Óscar de la Calle-Martín
Specialist in Immunology at the Hospital de Sant Pau in Barcelona and secretary of the Spanish Society of Immunology
The study is excellent, especially the selection of the cohort and that it adds to other national initiatives, as has been done in the UK and Iceland. In Spain we should take an example to be able to study our own health problems in depth. The article presents an excellent and ambitious experimental approach, but precisely the size of the cohort implies certain experimental limitations. The variables analysed, tobacco and body mass index, are very frequent, and CMV status [cytomegalovirus infection] is used as an additional control.

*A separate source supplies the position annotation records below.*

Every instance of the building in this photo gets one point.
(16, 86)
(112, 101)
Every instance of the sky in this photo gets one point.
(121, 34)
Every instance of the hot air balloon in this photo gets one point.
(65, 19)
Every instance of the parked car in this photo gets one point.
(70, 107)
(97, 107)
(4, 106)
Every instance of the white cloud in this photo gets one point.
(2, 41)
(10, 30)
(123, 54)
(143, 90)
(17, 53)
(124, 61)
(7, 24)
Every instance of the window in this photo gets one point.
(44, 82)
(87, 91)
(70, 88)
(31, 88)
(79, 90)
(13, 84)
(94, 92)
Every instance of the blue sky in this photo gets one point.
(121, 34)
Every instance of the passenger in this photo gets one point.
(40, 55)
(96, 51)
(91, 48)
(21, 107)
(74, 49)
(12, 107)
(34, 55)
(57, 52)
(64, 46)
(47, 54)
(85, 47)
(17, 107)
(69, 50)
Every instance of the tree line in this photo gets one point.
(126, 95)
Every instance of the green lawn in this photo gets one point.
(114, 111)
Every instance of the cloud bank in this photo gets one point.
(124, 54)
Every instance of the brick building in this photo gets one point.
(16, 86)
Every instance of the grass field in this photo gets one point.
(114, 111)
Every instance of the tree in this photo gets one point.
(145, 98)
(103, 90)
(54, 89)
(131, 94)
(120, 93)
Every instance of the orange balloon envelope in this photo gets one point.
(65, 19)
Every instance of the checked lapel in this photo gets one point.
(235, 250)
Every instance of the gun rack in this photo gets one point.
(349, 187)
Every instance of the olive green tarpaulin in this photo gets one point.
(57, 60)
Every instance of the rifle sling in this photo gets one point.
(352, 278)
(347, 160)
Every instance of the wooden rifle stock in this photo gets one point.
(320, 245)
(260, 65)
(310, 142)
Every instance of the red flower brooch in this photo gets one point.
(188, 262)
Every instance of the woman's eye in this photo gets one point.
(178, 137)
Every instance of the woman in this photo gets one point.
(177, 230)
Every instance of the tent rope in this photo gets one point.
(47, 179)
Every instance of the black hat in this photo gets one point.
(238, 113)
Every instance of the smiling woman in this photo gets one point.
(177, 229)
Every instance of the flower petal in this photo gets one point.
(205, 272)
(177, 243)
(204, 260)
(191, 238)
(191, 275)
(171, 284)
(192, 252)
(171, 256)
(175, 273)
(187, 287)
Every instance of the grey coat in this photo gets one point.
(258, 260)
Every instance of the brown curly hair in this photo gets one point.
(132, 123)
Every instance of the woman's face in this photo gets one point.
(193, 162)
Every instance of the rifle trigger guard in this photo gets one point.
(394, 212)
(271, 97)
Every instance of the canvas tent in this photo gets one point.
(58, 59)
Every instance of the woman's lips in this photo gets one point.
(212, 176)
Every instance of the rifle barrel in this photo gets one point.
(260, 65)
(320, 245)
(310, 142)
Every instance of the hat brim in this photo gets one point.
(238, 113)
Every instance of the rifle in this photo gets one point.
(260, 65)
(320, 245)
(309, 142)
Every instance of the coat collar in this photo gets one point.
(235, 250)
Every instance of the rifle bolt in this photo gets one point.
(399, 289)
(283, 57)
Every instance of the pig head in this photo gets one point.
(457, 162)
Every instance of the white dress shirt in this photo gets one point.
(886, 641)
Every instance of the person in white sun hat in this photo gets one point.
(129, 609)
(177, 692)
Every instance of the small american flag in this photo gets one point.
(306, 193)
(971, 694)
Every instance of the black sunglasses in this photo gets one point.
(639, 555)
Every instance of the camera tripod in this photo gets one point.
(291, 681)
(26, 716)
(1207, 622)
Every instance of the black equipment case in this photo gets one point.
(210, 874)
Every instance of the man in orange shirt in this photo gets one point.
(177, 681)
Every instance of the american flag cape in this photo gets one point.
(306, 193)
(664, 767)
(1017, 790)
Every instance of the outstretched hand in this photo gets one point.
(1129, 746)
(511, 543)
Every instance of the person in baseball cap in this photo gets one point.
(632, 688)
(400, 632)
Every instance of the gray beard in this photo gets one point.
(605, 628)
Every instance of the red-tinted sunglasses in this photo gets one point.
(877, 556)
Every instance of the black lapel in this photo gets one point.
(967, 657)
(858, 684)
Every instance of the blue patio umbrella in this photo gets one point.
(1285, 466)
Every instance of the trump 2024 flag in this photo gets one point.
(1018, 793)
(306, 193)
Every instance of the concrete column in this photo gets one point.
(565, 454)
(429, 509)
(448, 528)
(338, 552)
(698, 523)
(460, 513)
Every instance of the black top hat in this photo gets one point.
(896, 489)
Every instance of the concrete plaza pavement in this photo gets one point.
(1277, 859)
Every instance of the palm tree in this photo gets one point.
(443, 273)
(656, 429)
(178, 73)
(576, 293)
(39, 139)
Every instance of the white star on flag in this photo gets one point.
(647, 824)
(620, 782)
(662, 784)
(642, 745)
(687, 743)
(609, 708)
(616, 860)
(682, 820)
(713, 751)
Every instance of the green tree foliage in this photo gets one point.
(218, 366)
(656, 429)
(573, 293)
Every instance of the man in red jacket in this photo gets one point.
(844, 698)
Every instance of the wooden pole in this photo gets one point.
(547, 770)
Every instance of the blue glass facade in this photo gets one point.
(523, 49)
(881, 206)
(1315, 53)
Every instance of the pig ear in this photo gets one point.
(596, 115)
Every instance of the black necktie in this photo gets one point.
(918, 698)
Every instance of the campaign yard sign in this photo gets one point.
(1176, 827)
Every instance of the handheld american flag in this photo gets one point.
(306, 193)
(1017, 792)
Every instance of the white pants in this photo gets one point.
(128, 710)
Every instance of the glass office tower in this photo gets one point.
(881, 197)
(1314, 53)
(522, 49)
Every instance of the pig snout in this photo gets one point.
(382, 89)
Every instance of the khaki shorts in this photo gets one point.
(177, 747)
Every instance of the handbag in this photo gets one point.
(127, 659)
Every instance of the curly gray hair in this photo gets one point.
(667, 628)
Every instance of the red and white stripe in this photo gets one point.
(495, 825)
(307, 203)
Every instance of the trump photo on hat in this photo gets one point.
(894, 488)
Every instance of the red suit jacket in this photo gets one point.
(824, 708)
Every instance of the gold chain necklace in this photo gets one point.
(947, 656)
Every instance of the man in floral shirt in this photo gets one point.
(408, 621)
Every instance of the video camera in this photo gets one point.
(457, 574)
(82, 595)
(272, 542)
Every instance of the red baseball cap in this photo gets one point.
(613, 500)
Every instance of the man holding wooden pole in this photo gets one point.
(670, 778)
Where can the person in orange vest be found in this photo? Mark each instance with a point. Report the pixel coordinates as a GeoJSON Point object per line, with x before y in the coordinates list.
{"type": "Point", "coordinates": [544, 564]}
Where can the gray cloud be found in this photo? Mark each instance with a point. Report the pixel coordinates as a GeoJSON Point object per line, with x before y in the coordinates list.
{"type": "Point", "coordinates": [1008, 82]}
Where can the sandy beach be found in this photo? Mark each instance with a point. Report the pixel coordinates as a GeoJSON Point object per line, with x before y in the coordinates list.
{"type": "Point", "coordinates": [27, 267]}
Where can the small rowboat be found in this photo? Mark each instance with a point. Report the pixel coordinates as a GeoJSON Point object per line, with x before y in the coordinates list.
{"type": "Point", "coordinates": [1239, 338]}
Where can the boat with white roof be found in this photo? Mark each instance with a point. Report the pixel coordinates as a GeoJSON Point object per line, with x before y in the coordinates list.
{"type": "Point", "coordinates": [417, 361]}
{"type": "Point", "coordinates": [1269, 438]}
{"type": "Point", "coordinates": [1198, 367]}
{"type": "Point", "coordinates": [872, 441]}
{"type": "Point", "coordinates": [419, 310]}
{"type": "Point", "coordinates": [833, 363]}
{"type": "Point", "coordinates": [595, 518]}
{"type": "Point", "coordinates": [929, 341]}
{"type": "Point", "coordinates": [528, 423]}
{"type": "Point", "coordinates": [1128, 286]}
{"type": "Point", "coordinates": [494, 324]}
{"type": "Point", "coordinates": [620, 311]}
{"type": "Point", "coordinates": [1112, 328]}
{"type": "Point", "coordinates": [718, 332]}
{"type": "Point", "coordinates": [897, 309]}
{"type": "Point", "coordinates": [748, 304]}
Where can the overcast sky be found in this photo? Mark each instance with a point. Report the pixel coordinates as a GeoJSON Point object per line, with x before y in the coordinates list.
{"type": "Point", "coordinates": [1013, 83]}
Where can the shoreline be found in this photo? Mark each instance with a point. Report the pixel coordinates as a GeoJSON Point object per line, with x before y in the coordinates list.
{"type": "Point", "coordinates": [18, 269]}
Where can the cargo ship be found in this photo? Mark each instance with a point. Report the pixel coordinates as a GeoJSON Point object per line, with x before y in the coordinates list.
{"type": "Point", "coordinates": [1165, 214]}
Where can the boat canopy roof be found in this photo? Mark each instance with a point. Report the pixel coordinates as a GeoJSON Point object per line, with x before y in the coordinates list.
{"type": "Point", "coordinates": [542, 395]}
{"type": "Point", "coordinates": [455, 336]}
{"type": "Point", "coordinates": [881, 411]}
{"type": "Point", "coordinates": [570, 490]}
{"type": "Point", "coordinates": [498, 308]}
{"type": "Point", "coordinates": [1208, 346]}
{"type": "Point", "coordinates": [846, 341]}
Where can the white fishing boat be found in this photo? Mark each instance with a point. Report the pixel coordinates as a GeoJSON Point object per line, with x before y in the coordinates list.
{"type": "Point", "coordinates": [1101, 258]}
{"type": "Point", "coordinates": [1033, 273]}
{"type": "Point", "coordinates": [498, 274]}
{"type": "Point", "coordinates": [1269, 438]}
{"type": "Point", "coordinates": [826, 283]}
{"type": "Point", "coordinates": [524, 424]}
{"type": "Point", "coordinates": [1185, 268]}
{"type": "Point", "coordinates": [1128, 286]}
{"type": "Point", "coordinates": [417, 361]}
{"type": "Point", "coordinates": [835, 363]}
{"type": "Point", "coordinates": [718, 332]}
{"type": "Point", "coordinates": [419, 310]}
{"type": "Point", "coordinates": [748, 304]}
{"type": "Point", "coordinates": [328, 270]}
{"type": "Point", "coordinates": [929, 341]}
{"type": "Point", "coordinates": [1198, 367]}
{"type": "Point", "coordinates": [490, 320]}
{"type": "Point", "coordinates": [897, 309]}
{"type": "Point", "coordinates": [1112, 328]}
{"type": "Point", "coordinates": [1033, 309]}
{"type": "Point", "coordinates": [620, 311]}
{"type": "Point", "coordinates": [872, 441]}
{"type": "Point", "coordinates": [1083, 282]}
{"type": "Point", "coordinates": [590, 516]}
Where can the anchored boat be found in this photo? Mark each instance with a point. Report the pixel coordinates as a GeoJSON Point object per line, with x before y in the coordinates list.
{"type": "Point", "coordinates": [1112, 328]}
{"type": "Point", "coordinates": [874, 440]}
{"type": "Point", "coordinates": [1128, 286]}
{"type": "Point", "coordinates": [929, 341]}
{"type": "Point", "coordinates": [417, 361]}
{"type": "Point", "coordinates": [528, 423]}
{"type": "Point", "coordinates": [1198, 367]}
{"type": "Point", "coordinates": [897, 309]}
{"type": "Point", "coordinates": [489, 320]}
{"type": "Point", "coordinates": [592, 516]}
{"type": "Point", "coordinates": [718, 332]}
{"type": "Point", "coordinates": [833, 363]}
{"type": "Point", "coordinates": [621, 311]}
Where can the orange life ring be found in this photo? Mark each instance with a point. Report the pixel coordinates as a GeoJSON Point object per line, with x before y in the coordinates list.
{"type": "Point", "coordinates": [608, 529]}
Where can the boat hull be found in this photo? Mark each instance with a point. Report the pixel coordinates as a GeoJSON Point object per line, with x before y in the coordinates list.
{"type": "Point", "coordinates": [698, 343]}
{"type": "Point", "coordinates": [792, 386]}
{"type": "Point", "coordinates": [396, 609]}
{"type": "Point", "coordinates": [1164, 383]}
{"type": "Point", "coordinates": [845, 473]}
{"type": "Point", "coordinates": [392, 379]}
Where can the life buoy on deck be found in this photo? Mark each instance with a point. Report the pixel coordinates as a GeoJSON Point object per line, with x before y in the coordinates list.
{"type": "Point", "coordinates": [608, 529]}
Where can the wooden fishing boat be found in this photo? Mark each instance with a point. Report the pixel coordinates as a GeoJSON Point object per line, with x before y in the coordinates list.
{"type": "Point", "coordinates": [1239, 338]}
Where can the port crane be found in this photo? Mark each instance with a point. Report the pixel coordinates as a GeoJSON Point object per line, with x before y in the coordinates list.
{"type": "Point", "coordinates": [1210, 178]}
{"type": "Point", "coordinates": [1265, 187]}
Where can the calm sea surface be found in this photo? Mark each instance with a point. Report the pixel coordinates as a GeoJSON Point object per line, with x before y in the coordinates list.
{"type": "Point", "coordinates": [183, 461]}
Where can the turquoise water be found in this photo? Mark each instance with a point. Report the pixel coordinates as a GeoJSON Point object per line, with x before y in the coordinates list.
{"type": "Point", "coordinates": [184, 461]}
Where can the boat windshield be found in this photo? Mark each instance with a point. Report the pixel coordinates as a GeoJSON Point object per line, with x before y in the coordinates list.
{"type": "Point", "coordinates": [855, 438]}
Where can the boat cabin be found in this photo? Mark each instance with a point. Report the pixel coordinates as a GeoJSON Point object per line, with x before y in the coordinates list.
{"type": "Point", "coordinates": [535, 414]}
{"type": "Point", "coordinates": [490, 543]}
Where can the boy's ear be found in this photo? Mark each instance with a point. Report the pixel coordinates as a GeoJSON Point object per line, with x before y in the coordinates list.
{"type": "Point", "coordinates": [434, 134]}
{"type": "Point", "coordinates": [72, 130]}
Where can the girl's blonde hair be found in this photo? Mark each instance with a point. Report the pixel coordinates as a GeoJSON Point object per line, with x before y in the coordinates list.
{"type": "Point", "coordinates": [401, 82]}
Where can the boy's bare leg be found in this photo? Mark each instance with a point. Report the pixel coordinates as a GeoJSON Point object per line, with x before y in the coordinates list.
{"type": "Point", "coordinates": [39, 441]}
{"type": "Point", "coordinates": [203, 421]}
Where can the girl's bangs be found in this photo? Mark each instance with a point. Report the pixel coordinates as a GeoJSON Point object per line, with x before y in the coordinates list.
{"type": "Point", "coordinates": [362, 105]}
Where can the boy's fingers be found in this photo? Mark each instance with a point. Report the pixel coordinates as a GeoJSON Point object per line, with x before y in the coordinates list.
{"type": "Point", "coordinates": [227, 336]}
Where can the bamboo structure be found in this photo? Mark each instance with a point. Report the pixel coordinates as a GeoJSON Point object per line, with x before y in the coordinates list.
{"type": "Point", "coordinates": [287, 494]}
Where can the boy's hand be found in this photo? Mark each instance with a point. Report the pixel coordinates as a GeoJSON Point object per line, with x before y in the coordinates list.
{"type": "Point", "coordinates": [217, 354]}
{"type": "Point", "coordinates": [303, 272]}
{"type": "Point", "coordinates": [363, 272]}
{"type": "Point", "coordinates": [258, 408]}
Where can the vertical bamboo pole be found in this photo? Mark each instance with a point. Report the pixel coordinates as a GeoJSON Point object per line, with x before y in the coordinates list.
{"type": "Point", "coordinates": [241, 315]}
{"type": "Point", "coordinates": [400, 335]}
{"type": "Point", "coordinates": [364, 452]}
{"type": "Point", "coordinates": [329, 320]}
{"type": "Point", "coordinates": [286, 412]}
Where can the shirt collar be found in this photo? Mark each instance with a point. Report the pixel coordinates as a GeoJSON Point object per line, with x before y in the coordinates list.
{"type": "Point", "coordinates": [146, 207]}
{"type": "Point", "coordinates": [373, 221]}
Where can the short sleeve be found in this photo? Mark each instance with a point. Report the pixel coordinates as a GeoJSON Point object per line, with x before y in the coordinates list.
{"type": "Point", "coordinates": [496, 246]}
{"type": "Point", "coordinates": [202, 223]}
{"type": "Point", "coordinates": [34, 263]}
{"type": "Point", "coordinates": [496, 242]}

The experiments are generally adequate, although further analyses will be needed to verify the conclusions. I am convinced that Dr Luis Quintana Murci's contributions are among the most relevant in the article, he is a great authority in his field.
It fits very well with the epidemiological data that already told us that tobacco, in addition to a direct carcinogenic effect, had effects on the immune system. This has implications not only with regard to tobacco-associated cancers: lung, laryngeal, intestinal, etc. Dysregulation of the immune system is a key element in the generation and spread of neoplasms. It has also long been known that tobacco increases the incidence of autoimmune and inflammatory diseases, has perverse effects on the cardiovascular system or fertility, and many other negative effects. This article reveals that much of this effect is due to a long-lasting dysfunction of the adaptive immune system, while its effect is limited and reversible on the innate immune system, is much more long-lasting on lymphocytes and is closely related to the years smoked and the amount smoked. This deleterious effect takes a long time to disappear after quitting smoking.
For me, the main limitation of the study is that the authors themselves comment that the findings have not been repeated in another cohort, although I would add something else: a more detailed study is needed with more variables, of course in a smaller group of smokers and controls, with other exposure times, response curves, etc.